Roughly 20 percent of that state’s annual pension contribution comes from the federal government — which funds certain health care, defense and research jobs — and from public colleges and universities.
Whatever is left over, usually about 80 percent, comes directly from the state’s annual operating budget.
So every extra dollar that higher education pays that is one less dollar state lawmakers have to find in the state budget.
The plan “was not created, and must not be allowed, to create a windfall for the [state’s] General Fund at the expense of our Higher Education institutions,” said the SEBAC letter sent last week to its union members.
While 862 people have moved to the hybrid plan so far, about 3,500 employees still are eligible to switch.
If everyone eligible at the regents’ system alone — 17 institutions — were to switch to this new pension plan, it would cost the system $78.8 million a year, said Howarth, the regents’ system’s interim budget chief.
But Livingston argued the arrangement is unfair. That’s because workers who leave their 401k plan to get a pension already pay a fee to do so to get credit for the years they weren’t paying into the fund.
“Employees who move … pay the full actuarial cost of moving with respect to their past service — every penny,” reads the union memo.
For example, a 50-year-old employee with 20 years of state service earning $50,000 in his best year would have to pay $100,000 to switch to the pension.
The actual cost to the state, which administers the pension, for someone in this new plan is 5.2 percent of the employee’s salary, excluding the unfunded liabilities, Livingston said. The actual cost to the state for someone on the 401k plan is 8 percent.
“It is actually less expensive when people switch,” Livingston said.
What does this mean for students?
The state’s public universities have three main revnenue sources; federal funding, state funding and student tuition and fees.
Since most federal funding is itemized for specific purposes, that leaves the state or tuition and fees left to pick up this cost under the current funding structure.
“It’s a real problem. The regents will have less money to hire new faculty or will have to make cuts,” professor James Russell, who teaches at Eastern Connecticut State University and researches retirement policy, said during an interview.
The problem is on the radar of both the Senate chairwoman and Ranking Republican on the legislature’s Higher Education Committee.

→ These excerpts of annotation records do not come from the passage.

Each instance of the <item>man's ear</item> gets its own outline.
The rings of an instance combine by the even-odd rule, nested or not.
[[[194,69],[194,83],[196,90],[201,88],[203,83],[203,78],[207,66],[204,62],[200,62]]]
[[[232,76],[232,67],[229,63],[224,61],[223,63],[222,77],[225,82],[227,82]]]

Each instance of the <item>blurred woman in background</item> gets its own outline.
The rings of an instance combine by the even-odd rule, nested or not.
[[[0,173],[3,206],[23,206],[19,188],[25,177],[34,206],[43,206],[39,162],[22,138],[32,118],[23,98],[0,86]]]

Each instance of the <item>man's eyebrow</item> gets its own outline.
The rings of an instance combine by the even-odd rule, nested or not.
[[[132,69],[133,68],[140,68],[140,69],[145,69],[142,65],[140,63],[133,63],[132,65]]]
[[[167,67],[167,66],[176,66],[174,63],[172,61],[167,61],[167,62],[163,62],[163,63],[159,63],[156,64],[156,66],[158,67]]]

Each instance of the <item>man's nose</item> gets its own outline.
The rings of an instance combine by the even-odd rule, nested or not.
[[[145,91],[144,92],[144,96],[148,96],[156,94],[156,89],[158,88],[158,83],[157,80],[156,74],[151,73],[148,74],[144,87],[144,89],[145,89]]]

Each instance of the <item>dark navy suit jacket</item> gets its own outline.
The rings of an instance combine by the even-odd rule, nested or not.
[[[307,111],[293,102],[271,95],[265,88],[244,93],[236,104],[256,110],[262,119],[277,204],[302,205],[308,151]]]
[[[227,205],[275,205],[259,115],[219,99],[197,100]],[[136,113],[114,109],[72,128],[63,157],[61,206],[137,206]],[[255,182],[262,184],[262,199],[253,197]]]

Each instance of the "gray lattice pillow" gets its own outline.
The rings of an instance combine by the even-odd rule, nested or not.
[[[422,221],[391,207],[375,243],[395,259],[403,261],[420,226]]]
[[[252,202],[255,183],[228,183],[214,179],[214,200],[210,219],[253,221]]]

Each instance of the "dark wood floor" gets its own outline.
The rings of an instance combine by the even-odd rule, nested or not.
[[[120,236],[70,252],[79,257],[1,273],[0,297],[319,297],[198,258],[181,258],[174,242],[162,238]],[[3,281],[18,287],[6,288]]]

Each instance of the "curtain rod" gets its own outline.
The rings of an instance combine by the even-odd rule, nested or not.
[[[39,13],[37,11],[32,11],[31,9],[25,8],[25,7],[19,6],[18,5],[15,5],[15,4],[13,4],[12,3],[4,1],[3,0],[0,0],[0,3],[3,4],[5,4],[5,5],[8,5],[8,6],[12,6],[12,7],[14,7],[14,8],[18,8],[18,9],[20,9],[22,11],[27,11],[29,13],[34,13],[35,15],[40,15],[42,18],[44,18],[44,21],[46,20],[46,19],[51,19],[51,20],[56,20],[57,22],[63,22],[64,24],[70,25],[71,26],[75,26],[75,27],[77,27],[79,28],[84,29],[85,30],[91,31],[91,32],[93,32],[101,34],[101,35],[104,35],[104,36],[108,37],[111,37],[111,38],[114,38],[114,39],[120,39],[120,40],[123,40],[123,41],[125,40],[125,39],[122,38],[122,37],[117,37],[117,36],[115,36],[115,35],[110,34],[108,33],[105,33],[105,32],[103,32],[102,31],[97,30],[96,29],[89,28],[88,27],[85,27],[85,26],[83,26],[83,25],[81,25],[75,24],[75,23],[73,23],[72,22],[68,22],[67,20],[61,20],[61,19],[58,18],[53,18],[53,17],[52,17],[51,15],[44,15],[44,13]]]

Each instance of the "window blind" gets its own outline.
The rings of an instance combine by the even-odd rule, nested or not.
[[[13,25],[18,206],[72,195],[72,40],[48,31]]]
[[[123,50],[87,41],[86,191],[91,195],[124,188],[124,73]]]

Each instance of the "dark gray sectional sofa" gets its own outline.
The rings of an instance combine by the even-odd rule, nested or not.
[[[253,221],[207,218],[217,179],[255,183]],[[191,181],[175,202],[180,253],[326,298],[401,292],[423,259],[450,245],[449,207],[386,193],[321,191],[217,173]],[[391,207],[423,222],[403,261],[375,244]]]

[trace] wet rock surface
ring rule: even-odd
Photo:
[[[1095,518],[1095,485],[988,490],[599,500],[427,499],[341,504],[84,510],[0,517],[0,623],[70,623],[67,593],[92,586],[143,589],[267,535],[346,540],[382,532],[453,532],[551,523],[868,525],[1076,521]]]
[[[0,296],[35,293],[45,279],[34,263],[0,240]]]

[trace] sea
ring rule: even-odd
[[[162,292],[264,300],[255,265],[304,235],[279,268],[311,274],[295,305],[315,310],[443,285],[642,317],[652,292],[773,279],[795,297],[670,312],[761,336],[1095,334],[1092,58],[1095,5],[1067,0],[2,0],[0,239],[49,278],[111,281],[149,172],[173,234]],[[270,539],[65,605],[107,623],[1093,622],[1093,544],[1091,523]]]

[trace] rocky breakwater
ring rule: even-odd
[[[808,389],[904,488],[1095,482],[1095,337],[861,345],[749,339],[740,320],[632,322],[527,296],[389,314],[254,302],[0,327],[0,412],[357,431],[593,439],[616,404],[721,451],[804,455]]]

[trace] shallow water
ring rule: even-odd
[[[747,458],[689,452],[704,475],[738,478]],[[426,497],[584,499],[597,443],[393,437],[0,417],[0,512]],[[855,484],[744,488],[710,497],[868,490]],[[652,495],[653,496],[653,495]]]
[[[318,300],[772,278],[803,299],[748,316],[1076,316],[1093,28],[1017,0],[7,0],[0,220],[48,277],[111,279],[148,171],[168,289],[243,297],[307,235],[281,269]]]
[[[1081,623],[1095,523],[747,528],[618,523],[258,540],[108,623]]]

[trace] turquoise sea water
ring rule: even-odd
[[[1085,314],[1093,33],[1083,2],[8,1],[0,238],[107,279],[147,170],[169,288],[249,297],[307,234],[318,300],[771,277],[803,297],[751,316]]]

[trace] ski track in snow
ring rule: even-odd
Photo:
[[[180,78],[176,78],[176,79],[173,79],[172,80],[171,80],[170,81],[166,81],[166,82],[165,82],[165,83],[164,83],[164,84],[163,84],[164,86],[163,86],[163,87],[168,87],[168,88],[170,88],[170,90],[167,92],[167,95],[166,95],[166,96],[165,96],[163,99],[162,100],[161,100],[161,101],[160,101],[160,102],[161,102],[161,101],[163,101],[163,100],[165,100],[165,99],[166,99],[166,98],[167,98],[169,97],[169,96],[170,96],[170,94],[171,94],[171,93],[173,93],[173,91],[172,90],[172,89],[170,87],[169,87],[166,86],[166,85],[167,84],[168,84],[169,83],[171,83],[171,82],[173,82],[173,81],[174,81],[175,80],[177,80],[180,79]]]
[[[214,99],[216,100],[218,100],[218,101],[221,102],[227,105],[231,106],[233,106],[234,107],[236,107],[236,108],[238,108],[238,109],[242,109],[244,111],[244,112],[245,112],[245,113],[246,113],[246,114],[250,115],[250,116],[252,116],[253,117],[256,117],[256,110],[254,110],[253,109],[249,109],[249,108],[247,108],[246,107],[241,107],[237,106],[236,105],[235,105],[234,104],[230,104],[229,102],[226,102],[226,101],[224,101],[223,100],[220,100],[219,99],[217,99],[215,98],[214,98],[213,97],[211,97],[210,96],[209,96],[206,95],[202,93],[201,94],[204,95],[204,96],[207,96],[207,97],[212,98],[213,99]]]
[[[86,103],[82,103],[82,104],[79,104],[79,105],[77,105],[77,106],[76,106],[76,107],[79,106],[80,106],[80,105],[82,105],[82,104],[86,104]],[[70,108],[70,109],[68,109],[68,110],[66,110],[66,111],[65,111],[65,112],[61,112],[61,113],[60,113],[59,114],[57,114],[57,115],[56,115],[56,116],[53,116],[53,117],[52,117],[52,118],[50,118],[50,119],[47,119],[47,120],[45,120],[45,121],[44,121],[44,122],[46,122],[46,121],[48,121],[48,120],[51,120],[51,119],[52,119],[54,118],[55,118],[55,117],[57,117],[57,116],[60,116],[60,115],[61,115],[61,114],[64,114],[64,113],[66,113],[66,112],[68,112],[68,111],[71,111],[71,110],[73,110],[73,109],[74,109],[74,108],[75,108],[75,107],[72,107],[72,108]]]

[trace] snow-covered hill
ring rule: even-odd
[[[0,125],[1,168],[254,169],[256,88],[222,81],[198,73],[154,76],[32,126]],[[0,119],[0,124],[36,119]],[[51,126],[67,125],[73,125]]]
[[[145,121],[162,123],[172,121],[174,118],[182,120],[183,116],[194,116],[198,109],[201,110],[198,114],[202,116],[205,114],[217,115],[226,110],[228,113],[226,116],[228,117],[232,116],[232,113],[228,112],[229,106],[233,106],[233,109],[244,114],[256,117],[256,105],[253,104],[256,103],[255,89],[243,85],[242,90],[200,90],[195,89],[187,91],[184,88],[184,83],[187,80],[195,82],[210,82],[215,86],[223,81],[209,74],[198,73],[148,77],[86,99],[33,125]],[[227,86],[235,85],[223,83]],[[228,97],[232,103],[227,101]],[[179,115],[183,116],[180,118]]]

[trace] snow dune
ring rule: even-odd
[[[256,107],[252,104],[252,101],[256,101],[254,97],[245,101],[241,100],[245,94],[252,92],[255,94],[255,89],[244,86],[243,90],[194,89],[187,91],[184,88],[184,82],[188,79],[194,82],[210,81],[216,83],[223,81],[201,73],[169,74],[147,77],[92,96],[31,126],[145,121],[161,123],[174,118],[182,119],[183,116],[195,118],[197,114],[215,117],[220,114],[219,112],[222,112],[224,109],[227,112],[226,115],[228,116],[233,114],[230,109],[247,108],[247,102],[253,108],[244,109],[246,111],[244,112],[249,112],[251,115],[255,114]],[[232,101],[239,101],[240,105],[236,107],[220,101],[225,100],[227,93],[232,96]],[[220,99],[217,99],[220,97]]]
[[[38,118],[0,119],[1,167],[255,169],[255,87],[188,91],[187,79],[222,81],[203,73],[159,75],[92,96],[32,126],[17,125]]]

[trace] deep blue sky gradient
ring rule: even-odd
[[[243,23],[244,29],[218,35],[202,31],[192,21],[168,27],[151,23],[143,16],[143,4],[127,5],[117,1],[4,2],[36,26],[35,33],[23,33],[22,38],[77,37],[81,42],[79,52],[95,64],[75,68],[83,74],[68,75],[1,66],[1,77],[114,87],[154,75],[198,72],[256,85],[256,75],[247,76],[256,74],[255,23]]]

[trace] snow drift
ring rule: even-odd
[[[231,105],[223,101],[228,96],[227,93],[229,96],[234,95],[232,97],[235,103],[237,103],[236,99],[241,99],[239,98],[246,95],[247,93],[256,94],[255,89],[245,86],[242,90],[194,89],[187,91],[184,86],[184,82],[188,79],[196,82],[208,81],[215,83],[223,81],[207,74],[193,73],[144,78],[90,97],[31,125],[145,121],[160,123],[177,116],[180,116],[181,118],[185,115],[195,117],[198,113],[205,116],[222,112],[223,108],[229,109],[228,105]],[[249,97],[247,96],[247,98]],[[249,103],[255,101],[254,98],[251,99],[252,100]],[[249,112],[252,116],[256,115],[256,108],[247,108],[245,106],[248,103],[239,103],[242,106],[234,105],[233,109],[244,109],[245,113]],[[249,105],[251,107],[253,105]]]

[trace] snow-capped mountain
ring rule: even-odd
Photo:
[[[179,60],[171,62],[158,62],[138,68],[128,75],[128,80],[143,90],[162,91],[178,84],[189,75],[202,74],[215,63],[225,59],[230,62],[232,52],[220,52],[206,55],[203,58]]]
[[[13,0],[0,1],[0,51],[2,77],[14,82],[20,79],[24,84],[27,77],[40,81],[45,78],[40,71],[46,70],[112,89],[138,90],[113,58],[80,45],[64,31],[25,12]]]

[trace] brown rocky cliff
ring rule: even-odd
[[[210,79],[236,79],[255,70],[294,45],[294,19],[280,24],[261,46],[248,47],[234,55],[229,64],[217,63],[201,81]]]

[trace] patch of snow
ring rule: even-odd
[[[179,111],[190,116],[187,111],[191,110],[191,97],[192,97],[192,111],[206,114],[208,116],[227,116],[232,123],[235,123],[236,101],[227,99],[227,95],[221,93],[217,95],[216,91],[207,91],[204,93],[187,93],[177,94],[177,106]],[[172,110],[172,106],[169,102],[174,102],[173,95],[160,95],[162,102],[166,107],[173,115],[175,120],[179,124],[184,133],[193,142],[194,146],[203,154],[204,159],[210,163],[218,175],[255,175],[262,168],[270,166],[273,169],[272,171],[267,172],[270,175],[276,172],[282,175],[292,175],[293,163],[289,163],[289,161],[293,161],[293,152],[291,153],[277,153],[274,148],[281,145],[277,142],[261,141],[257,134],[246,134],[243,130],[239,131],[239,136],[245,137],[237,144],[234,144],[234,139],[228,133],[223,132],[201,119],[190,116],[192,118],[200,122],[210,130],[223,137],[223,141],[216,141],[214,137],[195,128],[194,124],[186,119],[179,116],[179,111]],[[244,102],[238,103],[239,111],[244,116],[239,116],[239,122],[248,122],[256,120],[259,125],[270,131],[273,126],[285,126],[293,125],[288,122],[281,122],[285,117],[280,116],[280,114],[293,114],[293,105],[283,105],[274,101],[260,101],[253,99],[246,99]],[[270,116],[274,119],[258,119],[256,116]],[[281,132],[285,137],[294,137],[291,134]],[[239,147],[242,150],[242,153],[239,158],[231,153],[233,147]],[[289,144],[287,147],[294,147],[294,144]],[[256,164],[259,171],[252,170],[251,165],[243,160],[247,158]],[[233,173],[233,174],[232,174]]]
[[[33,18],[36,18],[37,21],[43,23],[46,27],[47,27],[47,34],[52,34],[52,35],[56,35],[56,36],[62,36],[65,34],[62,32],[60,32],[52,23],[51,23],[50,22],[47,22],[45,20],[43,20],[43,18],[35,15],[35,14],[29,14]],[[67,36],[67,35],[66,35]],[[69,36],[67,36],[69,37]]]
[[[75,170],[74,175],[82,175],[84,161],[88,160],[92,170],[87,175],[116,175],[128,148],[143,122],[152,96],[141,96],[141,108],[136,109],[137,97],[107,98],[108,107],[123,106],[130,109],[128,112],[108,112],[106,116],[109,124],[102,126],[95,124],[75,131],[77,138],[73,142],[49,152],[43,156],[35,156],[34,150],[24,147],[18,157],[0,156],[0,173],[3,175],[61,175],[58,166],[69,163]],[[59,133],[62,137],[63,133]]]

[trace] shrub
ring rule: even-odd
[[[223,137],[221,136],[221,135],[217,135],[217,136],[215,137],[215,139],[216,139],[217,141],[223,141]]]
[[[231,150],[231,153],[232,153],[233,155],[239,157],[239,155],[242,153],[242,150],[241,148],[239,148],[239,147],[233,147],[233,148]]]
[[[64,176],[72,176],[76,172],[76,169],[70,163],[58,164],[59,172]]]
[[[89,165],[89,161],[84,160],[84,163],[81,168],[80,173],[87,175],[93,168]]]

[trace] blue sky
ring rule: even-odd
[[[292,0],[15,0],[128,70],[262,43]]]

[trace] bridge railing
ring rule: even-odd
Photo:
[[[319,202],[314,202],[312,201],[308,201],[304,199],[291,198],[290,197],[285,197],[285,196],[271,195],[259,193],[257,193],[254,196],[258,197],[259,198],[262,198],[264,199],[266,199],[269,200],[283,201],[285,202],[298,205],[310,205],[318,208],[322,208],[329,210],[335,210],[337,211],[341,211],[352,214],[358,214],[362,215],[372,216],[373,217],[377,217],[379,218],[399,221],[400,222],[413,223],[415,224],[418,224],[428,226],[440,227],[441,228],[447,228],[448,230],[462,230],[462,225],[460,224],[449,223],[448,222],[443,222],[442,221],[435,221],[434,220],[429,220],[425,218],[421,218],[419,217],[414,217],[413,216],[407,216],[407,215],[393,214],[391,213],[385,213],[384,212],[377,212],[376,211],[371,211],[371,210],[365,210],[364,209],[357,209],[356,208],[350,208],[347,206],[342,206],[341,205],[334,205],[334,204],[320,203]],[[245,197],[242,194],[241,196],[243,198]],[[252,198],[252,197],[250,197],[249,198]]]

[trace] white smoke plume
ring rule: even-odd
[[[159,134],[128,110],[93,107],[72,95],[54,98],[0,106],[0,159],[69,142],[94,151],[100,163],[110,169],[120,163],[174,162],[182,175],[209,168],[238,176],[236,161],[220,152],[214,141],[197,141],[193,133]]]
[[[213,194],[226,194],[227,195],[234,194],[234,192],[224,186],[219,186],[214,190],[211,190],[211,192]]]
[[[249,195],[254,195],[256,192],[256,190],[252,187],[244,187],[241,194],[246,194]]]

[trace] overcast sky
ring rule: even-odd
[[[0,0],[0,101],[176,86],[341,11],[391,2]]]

“We absolutely need a solution. The question is can we get there?” said state Sen. Beth Bye, D-West Hartford, the Higher Education co-chairwoman. “It can’t just be tough luck, here’s what we decided.”
Solutions being considered include not requiring the state universities to pay the unfunded liabilities for those who transfer to the pension; the state would pick up the tab; or, continue with the current funding set-up.
Livingston said while the SEBAC agreement doesn’t clearly outline which reimbursement rate the universities would have to pay, the spirit of the agreement was not to force this huge cost on them.
“The current situation is unfair,” he said, pointing out that the way the situation has been presented by budget officials to the regents has left the impression that the problem is because employees are getting a more lucrative retirement plan vs. it being a problem in how the state is billing them.
Sen. Toni Boucher, R-Wilton, the ranking Republican on the Higher Education Committee, said it would be “illogical” not to include the unfunded liabilities for those who switch to the pension plan. When new employees join the pension plan, colleges are expected to pay the unfunded liabilities, so why not have the same rules for those who switch. However, she said, since it was Malloy who negotiated the contract with the union, the bill should not be left for the universities to pick up.
“They did not negotiate that contract. Let’s go back to how this problem occurred. They weren’t at the table when this deal was made. The responsibility lies with the executive,” said Boucher, who is exploring a run for governor in 2014.
“At the end of the day students and parents are going to end up paying,” she said.
Livingston said he is confident the problem will be resolved.
“Everybody is working on it,” he said.